The Fight Is Not Over
Today, the ACE/NIP program continues as the ACE Women’s Network and connects women pursuing higher education leadership opportunities through independent networks that engage state chairs, presidential sponsors, and institutional representatives. These independent networks create programs and resources that identify, develop, encourage, advance, link, and support (IDEALS) women in higher education careers. The ACE Women’s Network Executive Council supports state networks by serving as a liaison and mentor to state chairs and as a leader for network planning boards.

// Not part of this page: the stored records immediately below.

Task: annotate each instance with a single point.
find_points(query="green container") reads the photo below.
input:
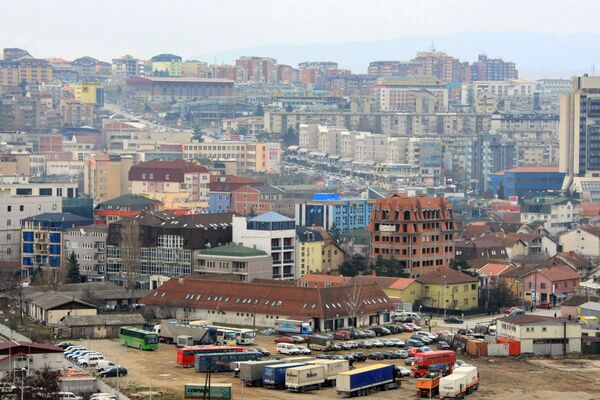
(194, 391)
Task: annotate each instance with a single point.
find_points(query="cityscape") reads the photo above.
(240, 224)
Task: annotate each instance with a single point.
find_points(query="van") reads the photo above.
(287, 348)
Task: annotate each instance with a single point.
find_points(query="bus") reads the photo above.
(138, 338)
(435, 361)
(221, 362)
(234, 336)
(185, 356)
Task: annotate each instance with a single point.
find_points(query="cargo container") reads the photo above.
(316, 342)
(366, 380)
(274, 375)
(332, 368)
(221, 391)
(251, 372)
(472, 377)
(307, 377)
(453, 386)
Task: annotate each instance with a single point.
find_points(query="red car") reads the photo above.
(284, 339)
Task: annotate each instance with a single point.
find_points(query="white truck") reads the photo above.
(472, 376)
(332, 368)
(303, 378)
(453, 386)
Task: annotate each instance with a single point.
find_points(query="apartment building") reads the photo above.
(106, 176)
(157, 177)
(417, 232)
(260, 157)
(88, 243)
(272, 233)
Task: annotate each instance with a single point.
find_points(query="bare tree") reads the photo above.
(131, 251)
(354, 303)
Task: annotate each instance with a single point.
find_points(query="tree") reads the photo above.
(73, 272)
(259, 111)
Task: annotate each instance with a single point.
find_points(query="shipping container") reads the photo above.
(274, 375)
(332, 368)
(453, 386)
(220, 391)
(307, 377)
(251, 372)
(366, 380)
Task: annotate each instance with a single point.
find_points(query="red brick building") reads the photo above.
(415, 232)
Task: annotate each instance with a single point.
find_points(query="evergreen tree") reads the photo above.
(73, 273)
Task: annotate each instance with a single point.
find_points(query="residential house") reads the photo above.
(261, 304)
(583, 240)
(542, 336)
(449, 289)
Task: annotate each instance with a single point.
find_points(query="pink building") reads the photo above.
(550, 283)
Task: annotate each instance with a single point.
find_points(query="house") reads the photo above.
(105, 326)
(261, 304)
(583, 240)
(50, 307)
(322, 280)
(18, 355)
(541, 335)
(449, 289)
(551, 281)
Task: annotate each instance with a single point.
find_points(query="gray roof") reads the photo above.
(271, 216)
(104, 319)
(51, 300)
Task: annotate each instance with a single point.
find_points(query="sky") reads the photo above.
(107, 29)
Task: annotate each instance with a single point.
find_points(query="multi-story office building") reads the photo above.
(89, 245)
(418, 233)
(330, 210)
(177, 176)
(261, 157)
(492, 69)
(272, 233)
(245, 262)
(167, 242)
(106, 176)
(14, 209)
(580, 136)
(166, 65)
(42, 241)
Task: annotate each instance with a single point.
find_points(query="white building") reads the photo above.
(541, 335)
(584, 240)
(272, 233)
(13, 209)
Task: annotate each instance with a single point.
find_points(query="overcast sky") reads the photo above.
(109, 28)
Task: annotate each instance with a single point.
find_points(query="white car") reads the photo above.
(68, 396)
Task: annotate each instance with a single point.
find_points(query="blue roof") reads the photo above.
(270, 217)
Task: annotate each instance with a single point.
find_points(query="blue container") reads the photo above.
(274, 375)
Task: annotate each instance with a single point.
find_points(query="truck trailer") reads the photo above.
(453, 386)
(251, 372)
(367, 380)
(304, 378)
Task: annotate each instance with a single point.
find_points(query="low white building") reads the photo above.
(584, 240)
(541, 335)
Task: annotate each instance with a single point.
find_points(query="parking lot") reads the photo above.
(157, 371)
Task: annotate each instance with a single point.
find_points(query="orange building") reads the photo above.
(416, 232)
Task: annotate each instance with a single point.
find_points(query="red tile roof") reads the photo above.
(266, 298)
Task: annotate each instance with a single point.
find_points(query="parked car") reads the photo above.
(376, 356)
(283, 339)
(403, 372)
(112, 372)
(443, 346)
(453, 320)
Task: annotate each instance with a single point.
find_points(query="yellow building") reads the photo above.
(449, 289)
(86, 92)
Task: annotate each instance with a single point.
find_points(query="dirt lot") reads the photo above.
(500, 378)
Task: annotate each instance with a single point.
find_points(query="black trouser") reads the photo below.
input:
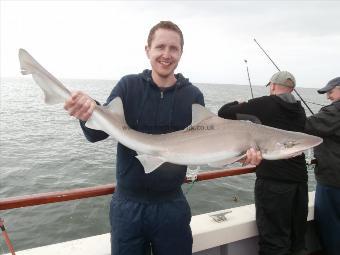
(281, 216)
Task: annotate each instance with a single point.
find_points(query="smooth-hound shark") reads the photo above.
(209, 140)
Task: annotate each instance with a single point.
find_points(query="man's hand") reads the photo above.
(80, 105)
(254, 157)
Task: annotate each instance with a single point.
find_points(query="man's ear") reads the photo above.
(147, 51)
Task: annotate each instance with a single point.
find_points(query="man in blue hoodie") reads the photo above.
(326, 124)
(150, 210)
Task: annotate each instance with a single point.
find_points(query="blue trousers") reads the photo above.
(138, 227)
(281, 216)
(327, 217)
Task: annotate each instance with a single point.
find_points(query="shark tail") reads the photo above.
(55, 92)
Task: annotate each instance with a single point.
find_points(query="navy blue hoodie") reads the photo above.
(149, 109)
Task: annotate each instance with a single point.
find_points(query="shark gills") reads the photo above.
(209, 140)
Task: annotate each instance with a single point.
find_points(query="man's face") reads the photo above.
(164, 53)
(334, 94)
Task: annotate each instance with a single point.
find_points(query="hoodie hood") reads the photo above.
(181, 80)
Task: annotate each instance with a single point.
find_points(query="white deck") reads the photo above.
(207, 234)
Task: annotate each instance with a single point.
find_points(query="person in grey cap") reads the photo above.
(326, 124)
(281, 192)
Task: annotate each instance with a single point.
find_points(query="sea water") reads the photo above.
(44, 150)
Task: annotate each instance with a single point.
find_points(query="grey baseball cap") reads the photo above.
(330, 85)
(283, 78)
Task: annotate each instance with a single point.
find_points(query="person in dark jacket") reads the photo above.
(326, 124)
(149, 211)
(281, 193)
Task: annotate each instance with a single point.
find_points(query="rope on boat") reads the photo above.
(6, 237)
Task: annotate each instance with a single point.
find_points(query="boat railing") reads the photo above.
(107, 189)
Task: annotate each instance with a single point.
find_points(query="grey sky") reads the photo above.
(105, 39)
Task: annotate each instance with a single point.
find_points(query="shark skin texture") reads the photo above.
(209, 140)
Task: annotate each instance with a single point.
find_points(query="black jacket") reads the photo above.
(148, 109)
(282, 112)
(326, 124)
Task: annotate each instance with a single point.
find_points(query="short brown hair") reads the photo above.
(165, 25)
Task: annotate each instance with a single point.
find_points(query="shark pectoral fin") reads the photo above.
(92, 123)
(150, 163)
(227, 161)
(200, 113)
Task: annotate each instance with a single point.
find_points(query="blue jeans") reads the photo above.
(138, 227)
(327, 217)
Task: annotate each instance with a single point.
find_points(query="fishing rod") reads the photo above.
(251, 88)
(280, 70)
(6, 237)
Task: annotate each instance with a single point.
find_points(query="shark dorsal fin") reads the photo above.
(200, 113)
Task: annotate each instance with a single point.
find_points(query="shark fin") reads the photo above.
(227, 161)
(200, 113)
(116, 106)
(113, 110)
(150, 163)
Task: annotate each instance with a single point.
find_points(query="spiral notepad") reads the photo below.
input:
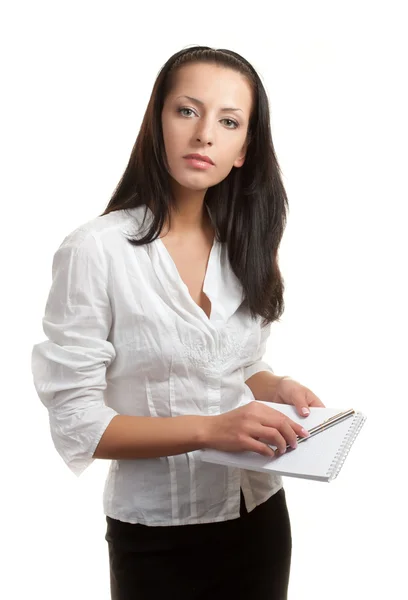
(320, 457)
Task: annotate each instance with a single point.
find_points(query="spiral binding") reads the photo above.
(345, 447)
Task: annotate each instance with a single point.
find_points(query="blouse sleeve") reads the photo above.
(257, 365)
(69, 368)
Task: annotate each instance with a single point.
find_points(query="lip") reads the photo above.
(200, 157)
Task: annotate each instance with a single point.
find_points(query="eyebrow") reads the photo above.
(201, 103)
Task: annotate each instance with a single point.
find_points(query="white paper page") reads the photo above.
(311, 458)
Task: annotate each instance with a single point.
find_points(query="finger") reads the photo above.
(273, 436)
(289, 433)
(313, 400)
(261, 448)
(299, 429)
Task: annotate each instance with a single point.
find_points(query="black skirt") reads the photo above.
(246, 558)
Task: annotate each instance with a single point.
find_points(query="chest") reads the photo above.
(191, 261)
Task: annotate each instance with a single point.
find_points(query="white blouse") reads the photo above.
(125, 337)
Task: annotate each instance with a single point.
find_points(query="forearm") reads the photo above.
(263, 386)
(151, 437)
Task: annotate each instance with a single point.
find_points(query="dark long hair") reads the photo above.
(248, 208)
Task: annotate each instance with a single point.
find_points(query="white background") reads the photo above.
(77, 78)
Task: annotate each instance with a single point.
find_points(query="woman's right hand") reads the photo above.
(243, 429)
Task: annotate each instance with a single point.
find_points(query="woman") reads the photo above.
(157, 322)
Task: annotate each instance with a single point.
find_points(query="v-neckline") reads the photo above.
(184, 285)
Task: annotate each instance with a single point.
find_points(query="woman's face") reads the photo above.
(190, 126)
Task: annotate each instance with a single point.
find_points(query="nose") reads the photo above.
(204, 134)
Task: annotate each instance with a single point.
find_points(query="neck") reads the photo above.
(190, 213)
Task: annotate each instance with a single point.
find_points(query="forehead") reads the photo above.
(213, 84)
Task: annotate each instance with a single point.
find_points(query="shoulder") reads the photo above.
(105, 230)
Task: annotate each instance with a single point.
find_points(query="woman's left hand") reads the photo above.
(289, 391)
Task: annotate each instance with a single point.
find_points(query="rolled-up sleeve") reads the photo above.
(257, 364)
(69, 368)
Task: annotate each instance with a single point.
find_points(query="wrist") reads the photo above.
(203, 429)
(276, 389)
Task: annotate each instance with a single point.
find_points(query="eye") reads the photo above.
(180, 110)
(235, 124)
(232, 121)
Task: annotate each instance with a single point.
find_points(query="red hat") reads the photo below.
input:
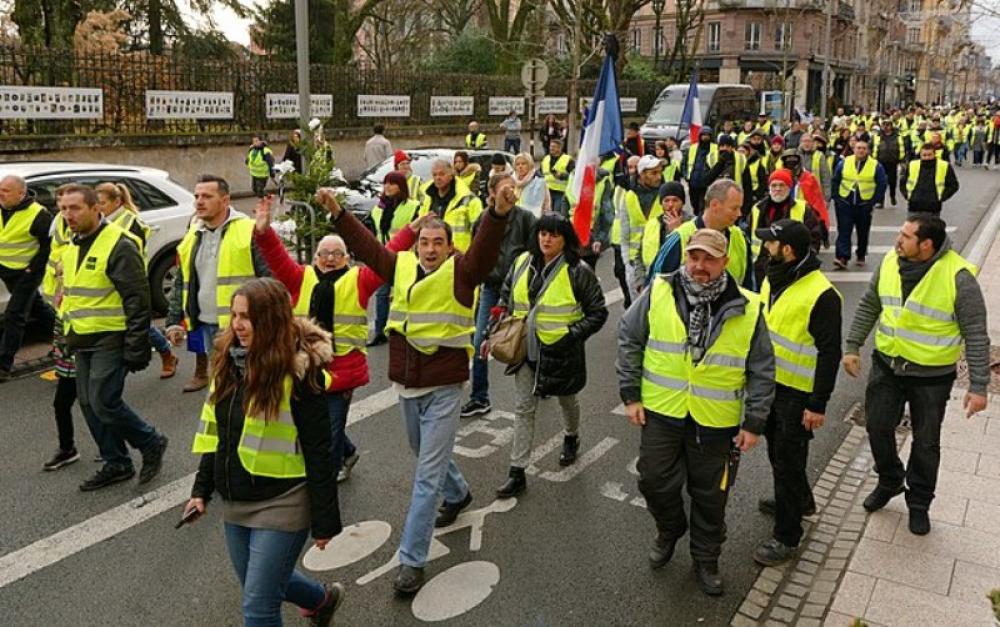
(783, 175)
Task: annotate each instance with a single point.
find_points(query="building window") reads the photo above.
(753, 36)
(714, 36)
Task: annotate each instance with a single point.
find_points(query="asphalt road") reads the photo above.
(570, 552)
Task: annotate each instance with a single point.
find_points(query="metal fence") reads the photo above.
(125, 77)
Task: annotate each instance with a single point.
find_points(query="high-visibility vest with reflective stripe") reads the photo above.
(233, 269)
(556, 308)
(797, 213)
(460, 214)
(923, 329)
(795, 353)
(737, 265)
(711, 160)
(426, 312)
(91, 303)
(864, 180)
(267, 448)
(711, 391)
(549, 170)
(940, 174)
(17, 245)
(350, 320)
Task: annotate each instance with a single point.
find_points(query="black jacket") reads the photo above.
(562, 367)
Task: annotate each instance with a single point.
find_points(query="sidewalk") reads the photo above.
(869, 566)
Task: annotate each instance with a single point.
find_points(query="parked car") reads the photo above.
(164, 205)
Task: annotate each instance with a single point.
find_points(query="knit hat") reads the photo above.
(782, 175)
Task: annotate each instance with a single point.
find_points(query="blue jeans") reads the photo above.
(100, 381)
(849, 218)
(264, 560)
(339, 403)
(431, 422)
(488, 298)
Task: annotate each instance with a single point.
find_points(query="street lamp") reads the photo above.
(658, 6)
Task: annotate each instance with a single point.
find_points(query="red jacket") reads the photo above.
(351, 370)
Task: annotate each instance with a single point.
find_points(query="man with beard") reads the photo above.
(803, 314)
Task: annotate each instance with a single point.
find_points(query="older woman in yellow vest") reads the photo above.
(561, 301)
(264, 441)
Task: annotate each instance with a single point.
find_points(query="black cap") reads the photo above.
(791, 232)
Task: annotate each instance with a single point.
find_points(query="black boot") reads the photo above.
(571, 444)
(515, 484)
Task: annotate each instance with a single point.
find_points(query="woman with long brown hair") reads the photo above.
(265, 446)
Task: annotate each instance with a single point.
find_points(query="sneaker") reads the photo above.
(153, 461)
(61, 458)
(345, 471)
(107, 475)
(475, 408)
(773, 552)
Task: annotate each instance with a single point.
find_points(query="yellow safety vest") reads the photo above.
(91, 303)
(17, 245)
(795, 353)
(864, 180)
(923, 329)
(460, 214)
(797, 213)
(425, 312)
(737, 265)
(549, 170)
(940, 174)
(710, 391)
(555, 304)
(350, 319)
(235, 265)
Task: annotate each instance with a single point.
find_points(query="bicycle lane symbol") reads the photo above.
(448, 594)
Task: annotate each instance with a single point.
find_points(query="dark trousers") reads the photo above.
(25, 302)
(788, 451)
(670, 456)
(884, 399)
(849, 218)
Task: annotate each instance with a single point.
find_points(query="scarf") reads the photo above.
(699, 298)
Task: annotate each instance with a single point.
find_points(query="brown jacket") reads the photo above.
(408, 366)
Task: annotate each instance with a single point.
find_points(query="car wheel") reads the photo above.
(161, 283)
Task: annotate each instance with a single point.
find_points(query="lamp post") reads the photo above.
(658, 6)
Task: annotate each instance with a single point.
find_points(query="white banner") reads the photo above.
(370, 106)
(51, 103)
(452, 105)
(284, 106)
(180, 105)
(502, 105)
(555, 105)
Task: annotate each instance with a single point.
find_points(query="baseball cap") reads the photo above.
(709, 240)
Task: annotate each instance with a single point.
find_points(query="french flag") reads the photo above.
(692, 109)
(602, 133)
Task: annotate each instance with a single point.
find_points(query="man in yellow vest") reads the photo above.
(859, 183)
(217, 255)
(24, 253)
(924, 304)
(928, 182)
(430, 329)
(696, 371)
(106, 315)
(803, 314)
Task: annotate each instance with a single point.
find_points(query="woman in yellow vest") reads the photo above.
(561, 300)
(116, 204)
(264, 441)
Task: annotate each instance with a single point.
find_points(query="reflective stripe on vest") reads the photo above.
(426, 312)
(711, 392)
(923, 329)
(788, 318)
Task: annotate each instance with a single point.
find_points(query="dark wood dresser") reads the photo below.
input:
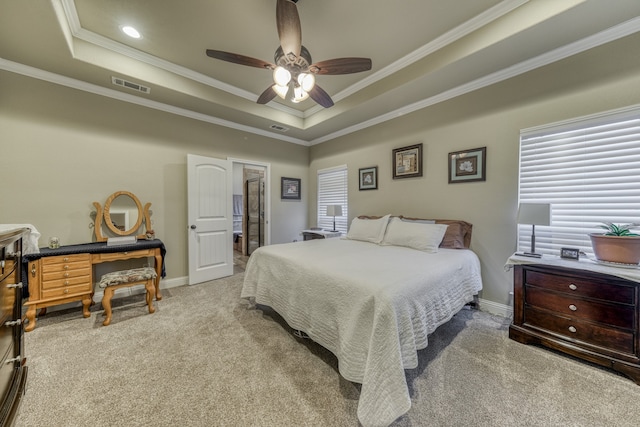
(587, 314)
(13, 369)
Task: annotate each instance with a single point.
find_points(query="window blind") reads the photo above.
(332, 190)
(589, 170)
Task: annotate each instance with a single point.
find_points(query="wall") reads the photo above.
(62, 149)
(605, 78)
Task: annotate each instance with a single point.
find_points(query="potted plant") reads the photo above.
(618, 244)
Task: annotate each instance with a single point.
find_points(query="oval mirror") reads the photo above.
(123, 213)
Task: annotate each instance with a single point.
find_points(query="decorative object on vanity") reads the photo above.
(290, 188)
(468, 165)
(13, 368)
(618, 245)
(368, 178)
(584, 311)
(407, 161)
(123, 215)
(534, 214)
(334, 211)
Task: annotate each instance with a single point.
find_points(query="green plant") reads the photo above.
(619, 229)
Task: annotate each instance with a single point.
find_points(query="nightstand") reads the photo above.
(319, 234)
(581, 309)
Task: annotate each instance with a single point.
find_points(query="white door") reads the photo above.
(210, 216)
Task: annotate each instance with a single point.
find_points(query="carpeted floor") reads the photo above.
(205, 359)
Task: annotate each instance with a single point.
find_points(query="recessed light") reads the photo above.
(131, 32)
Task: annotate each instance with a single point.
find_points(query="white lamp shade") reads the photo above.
(334, 210)
(534, 213)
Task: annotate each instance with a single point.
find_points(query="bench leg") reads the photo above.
(106, 304)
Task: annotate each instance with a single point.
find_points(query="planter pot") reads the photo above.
(621, 249)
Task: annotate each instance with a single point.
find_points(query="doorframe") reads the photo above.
(267, 192)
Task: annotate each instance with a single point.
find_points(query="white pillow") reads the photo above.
(416, 235)
(368, 230)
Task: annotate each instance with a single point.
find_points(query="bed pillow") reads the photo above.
(368, 230)
(413, 234)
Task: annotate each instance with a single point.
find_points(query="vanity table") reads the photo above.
(66, 274)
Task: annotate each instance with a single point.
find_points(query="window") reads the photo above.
(332, 190)
(588, 170)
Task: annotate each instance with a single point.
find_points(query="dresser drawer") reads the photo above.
(573, 329)
(114, 256)
(64, 259)
(582, 287)
(619, 315)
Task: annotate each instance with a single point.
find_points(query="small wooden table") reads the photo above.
(62, 275)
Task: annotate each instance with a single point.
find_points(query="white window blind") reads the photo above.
(332, 190)
(589, 170)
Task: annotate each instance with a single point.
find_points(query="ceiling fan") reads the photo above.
(293, 68)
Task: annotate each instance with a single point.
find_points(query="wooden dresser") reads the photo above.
(13, 368)
(585, 313)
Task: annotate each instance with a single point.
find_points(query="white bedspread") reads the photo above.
(372, 306)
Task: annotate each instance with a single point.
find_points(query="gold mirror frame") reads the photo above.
(105, 214)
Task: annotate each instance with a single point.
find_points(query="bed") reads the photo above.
(371, 298)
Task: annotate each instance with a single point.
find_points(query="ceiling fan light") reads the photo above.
(306, 81)
(281, 76)
(281, 90)
(299, 94)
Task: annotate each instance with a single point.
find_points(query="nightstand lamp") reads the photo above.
(534, 214)
(334, 211)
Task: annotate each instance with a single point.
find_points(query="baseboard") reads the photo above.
(495, 308)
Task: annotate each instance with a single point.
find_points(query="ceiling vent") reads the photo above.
(279, 128)
(131, 85)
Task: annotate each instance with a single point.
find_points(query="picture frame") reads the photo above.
(368, 178)
(468, 165)
(407, 161)
(290, 188)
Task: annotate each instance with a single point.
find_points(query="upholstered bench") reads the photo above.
(125, 278)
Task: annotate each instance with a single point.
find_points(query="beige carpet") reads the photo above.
(204, 359)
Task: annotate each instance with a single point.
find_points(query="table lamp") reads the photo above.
(534, 214)
(334, 211)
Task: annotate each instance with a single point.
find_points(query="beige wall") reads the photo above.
(603, 79)
(63, 149)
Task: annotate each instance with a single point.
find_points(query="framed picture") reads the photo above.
(407, 161)
(368, 178)
(468, 165)
(290, 188)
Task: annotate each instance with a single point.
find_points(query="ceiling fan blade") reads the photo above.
(239, 59)
(341, 66)
(267, 95)
(289, 29)
(321, 97)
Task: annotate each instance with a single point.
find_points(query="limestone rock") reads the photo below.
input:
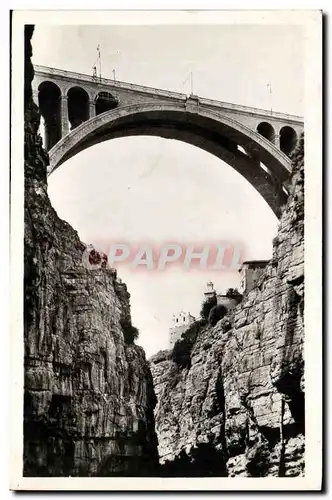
(88, 395)
(241, 396)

In 2012, the ACE Women’s Network Executive Council and ACE’s Inclusive Excellence Group convened more than 30 representatives from a variety of institutions and associations to discuss the gap between the percentage of female graduates (a 59 percent majority of all degrees) and the percentage of female higher education executives (just 26 percent of all college presidencies at the time). The result was the 2016 launch of the Moving the Needle commitment. This initiative outlines a long-term plan to advance women in higher education leadership and achieve gender parity, with 50 percent women at senior-level, decision-making, and policy-making levels by 2030.
Margaret L. Drugovich, chair of the ACE Women’s Network Executive Council beginning in 2016, identified the importance of awareness, research, and advocacy on behalf of women leaders in higher education: “I think that women and men need to understand that women do not need to be more to be equal. We don’t need to be more perfect; we don’t need to be more transparent or more understanding or more patient or more compassionate or more intelligent just to be equal. I think it’s time for people to recognize that simply being a woman is enough or, often, more than enough to get the challenge done.”